Outsourcing transactions can be complex processes raising a variety of legal and regulatory challenges. These warrant careful consideration early in the process by both the outsourcing party (Customer) and the third party service provider (Service Provider). As most jurisdictions do not have in place outsourcing-specific laws and regulations other than in certain regulated industries (such as financial services), the rules governing outsourcing transactions are generally scattered amongst general laws and regulations such as privacy, tax and employment laws.
From an employment law perspective, one of the challenges that frequently arises in an outsourcing transaction relates to the Customer employees that work in functions to be outsourced (In-scope Employees). Commonly, the Customer no longer needs or wants to retain those In-Scope Employees unless it can redeploy them within its business. But can these In-scope Employees be dismissed on the basis that the Customer no longer needs them following the outsourcing? If so, are they entitled to severance payments? Or do they automatically transfer to the Service Provider by operation of law meaning that the Service Provider has no choice but to employ them and, if so, on what terms and conditions? Or are there compelling reasons for the Customer and the Service Provider to commercially agree such employee transfer? What if the In-scope Employees object to such transfer and ask to remain employed by the Customer? What consultation obligations apply to the Customer/ Service Provider in these scenarios?
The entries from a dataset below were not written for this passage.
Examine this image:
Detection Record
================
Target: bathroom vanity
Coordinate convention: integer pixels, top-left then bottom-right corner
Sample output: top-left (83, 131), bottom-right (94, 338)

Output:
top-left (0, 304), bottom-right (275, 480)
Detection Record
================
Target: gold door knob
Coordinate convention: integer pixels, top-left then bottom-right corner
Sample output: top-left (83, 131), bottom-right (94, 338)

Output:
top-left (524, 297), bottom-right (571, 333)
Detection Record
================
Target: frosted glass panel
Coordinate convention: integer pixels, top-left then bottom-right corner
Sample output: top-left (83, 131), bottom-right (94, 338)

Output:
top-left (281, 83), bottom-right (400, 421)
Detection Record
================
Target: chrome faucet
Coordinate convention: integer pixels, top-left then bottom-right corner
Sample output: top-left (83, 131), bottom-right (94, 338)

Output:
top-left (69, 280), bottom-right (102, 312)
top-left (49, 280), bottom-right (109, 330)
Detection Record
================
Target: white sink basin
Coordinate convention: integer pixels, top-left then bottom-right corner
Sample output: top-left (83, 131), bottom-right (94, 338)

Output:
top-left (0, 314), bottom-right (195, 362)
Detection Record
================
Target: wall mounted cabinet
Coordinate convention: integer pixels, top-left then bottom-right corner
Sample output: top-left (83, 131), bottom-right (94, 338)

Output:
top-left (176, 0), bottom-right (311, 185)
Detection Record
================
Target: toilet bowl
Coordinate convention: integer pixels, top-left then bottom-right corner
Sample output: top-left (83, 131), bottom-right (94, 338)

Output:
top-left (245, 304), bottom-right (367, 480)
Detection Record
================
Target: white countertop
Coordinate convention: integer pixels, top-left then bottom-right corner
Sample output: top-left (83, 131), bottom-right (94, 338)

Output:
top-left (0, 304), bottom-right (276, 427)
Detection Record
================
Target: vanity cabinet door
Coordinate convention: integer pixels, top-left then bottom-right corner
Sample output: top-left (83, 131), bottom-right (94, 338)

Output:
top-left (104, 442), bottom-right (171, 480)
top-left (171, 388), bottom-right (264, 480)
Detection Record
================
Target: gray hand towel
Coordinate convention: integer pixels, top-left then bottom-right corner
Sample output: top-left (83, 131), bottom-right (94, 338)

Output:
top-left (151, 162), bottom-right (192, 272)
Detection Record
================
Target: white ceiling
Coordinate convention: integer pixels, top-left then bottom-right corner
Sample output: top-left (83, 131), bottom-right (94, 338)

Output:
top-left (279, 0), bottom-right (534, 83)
These are only some of the questions that arise. And they are not answered easily, nor are they answered uniformly across different jurisdictions. For example, in Europe, the Acquired Rights Directive protects employees in the event of a transfer of business scenario. In very simplified terms, it provides that, in the event of a business transfer, employees of the vendor transfer automatically to the purchaser by operation of law with the latter being obliged to take on the vendor employees on their existing terms of employment. The concept of “business transfer” is very broad and can be triggered in an outsourcing scenario. Most Asian and South American countries, on the other hand, do not recognise the concept of “employee transfers by operation of law”. Consequently, in those countries, an outsourcing only results in a “transfer of employees” through termination / rehire if and as commercially agreed between the parties and there might be more room for dismissals. While the Customer and Service Provider would most likely welcome the flexibility that this approach offers compared to the European approach, various aspects would need to be considered in practice. For example, obligations to pay severances or standard market practices might make dismissals an unattractive option.
This Handbook provides high-level answers to these and other questions for 19 jurisdictions. It is intended to help gain a basic understanding of the key issues to consider and to provide an overview of how these issues are dealt with in the different countries.